Sur la côte atlantique marocaine, les usines d’engrais de l’OCP (Office Chérifien des Phosphates) à Safi et Jorf Lasfar émettent de grandes quantités de poussières fines et de polluants atmosphériques, tel que le fluorure d’hydrogène. Cette pollution a des conséquences sanitaires dramatiques pour les employés et la population à proximité des usines où le phosphate du Maroc est transformé en engrais.

Selon un nouveau rapport de Pain pour le prochain, SWISSAID et Action de Carême, de nombreux employés des deux usines souffrent de maladies respiratoires et de cancer. Des rapports de syndicats font état de nombreux cas de décès.
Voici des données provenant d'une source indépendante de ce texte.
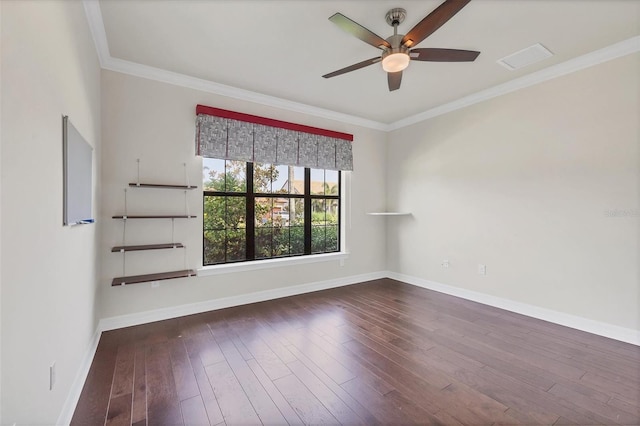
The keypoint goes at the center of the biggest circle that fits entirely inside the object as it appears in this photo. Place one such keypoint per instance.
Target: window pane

Des mesures de la qualité de l’air effectuées à proximité de l’usine OCP de Safi ont montré des valeurs alarmantes : l’exposition aux particules fines (PM2,5) sont 6 à 16 fois supérieure à la valeur quotidienne recommandée par l’Organisation mondiale de la santé (OMS).

La population aux alentours des deux usines de phosphate est également durement touchée par la pollution de l’environnement. De nombreuses personnes interrogées souffrent d’irritation des yeux, de maladies respiratoires ou de fluorose dentaire. Les enfants des villages proches de l’usine de Jorf Lasfar ont rapporté qu’ils doivent se couvrir le nez avec un chiffon sur le chemin de l’école à cause de l’odeur suffocante.

Les négociants suisses de matières premières impliqués

L’OCP est le premier producteur mondial de roche phosphatée et le deuxième producteur mondial d’engrais phosphatés. Il dispose d’une filiale à Genève, Saftco SA, qui a commercialisé plus de 300’000 tonnes d’engrais en 2017. Le rapport montre qu’en plus de Saftco, au moins dix autres négociants suisses de matières premières entretiennent des relations commerciales avec l’OCP. Aucune de ces sociétés ne semble avoir procédé à une diligence raisonnable de leur fournisseur marocain en matière de respect des normes environnementales et des droits humains.

Or, c’est précisément ce que suggère le guide publié l’année dernière par le SECO et le DFAE pour la mise en œuvre des Principes directeurs de l’ONU relatifs aux entreprises et aux droits de l’homme pour le secteur du négoce. Avec quelque 570 entreprises, la Suisse est l’une des principales plateformes du négoce de matières premières au monde. Cela montre une fois de plus que les mesures volontaires des entreprises ne suffisent pas à prévenir les violations des droits humains et les atteintes à l’environnement.

SWISSAID, Pain pour le prochain et Action de Carême, demandent à l’OCP et aux négociants suisses d’engrais de procéder à une diligence raisonnable complète et de prendre les mesures nécessaires pour prévenir les violations des droits humains. C’est justement ce que prévoit l’initiative pour des multinationales responsables, qui oblige les entreprises suisses à respecter également à l’étranger les droits humains et les normes environnementales. L’initiative et un contre-projet seront discutés au Conseil national la semaine prochaine. Si le contre-projet n’est pas adopté, l’initiative sera soumise au vote en 2020.